These are all really smart folks, but this time, I think, they have it, as my mother would say, completely bassackwards.
What we have today is a failure of followership.
Americans don't follow like they used to. Every institution that once had "authority" has lost followers over the last two generations. Mainline church denominations have been losing membership since 1965. So have the old clubs and civic groups. Newspaper readership penetration peaked in 1965 and has been declining ever since. Are people fleeing newspapers because a lack of "leadership," Mr. Know-It-All Editorial Page?
People aren't following anymore. And not just in the United States. University of Michigan political scientist Ron Inglehart has been polling worldwide since the 1970s. (See his World Values Survey here.) What Inglehart finds is that people in richer countries are less "elite-directed" and are increasingly engaged in "elite-challenging" activities.
People don't follow. They express.
They don't go to Democratic Club meetings, like the ones held around my hometown of Louisville. They certainly don't wait around to be told what to think by a "leader." They petition or boycott.
People don't read the boring old newspaper. They blog.
"We are witnessing a downward trend in trust in government and confidence in leaders across most industrial societies," Inglehart wrote in 1997. (Yes, that was a decade before Nancy Pelosi became speaker of the House.)
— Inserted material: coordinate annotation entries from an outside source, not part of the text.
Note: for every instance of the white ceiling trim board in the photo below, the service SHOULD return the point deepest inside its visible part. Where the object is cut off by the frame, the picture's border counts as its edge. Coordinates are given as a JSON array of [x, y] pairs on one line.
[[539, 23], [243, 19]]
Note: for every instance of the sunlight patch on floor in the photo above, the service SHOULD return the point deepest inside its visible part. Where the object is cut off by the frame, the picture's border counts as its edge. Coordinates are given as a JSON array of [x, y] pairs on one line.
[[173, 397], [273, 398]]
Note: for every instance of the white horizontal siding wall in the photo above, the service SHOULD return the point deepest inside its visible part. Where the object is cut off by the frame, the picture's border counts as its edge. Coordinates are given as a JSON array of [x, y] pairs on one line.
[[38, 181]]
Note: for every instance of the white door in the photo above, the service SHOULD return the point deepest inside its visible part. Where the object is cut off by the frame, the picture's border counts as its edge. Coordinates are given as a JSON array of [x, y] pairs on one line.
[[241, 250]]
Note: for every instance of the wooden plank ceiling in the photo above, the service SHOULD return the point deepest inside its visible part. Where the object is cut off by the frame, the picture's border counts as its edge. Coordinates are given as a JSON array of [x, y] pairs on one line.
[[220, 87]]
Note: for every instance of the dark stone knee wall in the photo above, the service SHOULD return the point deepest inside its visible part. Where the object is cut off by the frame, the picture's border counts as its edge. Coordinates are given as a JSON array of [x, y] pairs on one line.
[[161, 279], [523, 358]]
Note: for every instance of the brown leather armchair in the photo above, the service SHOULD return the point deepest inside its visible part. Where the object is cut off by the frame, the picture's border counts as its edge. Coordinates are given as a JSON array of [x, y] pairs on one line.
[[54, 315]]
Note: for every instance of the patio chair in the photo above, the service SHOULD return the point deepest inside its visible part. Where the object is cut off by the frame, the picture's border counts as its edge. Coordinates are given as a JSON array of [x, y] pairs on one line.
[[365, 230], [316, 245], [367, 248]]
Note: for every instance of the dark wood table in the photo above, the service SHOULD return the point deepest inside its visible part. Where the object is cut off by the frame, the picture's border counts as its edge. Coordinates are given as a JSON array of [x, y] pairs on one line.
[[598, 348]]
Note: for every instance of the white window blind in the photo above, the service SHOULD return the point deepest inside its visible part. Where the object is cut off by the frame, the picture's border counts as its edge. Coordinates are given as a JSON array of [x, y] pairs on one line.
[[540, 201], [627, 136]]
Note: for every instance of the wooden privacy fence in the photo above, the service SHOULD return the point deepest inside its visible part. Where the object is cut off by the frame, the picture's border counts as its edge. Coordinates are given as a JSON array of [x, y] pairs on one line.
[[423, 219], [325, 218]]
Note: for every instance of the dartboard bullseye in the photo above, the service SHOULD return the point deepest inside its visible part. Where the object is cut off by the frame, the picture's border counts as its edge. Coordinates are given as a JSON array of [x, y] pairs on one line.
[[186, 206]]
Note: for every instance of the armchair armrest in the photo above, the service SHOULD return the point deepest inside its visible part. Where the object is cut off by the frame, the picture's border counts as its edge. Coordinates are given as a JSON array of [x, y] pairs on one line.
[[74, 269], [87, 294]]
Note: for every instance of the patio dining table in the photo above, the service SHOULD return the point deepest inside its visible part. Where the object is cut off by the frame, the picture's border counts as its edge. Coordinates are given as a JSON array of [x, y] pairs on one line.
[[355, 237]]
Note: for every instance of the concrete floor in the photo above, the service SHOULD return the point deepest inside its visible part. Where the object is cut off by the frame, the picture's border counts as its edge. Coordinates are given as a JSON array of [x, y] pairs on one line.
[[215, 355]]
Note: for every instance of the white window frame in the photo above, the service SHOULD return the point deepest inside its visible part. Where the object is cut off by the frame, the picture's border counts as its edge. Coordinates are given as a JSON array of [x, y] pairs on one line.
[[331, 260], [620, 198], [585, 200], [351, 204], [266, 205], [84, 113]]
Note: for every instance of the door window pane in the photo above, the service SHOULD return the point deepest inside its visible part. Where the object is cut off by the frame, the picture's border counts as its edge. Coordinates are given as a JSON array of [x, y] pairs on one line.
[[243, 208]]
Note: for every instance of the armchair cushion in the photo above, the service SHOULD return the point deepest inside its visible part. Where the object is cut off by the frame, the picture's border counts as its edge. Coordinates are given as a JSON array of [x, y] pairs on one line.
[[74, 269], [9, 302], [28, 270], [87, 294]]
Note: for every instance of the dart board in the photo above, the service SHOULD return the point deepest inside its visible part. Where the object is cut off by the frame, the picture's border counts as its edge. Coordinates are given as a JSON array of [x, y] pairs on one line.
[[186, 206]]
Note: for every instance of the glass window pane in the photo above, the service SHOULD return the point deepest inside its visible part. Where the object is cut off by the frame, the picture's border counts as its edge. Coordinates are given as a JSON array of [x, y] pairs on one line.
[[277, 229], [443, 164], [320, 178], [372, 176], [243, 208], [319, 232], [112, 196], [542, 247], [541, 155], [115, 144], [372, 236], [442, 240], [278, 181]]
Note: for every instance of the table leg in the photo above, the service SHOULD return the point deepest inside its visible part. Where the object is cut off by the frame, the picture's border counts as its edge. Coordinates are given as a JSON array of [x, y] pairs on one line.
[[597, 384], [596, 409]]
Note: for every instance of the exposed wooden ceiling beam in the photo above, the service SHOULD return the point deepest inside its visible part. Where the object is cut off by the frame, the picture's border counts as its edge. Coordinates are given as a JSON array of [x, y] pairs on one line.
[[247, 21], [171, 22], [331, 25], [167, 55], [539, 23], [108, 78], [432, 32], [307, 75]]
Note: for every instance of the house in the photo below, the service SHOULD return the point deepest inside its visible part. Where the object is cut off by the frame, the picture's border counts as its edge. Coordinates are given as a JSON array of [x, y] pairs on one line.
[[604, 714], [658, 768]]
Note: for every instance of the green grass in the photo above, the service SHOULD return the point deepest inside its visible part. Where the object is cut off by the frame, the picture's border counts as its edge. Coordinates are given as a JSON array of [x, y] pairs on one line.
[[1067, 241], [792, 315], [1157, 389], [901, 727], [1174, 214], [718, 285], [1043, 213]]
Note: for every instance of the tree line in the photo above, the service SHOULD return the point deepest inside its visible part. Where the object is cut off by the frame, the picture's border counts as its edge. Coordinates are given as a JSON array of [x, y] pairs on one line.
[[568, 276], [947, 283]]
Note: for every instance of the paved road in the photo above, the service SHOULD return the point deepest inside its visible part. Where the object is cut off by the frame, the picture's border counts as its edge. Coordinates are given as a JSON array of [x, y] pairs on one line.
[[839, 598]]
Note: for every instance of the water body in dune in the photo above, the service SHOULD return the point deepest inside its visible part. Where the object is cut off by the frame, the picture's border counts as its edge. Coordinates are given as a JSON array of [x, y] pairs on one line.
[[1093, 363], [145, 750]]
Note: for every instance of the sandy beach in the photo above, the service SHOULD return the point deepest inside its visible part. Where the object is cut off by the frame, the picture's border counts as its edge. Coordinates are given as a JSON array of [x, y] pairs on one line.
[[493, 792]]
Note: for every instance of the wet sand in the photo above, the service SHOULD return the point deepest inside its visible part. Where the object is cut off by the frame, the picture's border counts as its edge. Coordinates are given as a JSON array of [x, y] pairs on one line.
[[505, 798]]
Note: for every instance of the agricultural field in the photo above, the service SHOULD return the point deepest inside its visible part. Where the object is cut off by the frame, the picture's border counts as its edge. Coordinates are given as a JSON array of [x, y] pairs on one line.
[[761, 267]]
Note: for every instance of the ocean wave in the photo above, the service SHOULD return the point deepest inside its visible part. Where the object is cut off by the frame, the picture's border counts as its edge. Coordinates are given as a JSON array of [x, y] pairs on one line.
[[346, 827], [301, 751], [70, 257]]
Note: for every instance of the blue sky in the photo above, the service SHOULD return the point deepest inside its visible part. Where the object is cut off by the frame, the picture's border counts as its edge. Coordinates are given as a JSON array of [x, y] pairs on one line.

The generation that emerged in the second half of the 20th century lost faith in every vestige of hierarchical authority, from the edicts of Catholic bishops to degrees in Free Masonry to the speeches given by governors and senators. (Ask people in business what it's like to "lead" Gen Y workers. Talk about a group of nonfollowers.) Editorialist and reporters write about the "collective breakdown of leadership" as if an entire generation of Americans were born without the skills of a Sam Rayburn, Dwight Eisenhower, or LBJ. There are just as many leaders as there have ever been.
What's missing are old-fashioned followers.
And, you know what? If we're waiting around for leaders to get us out of our messes, we're going to be waiting for some time. Because followers make good leaders, and followers are gone for good.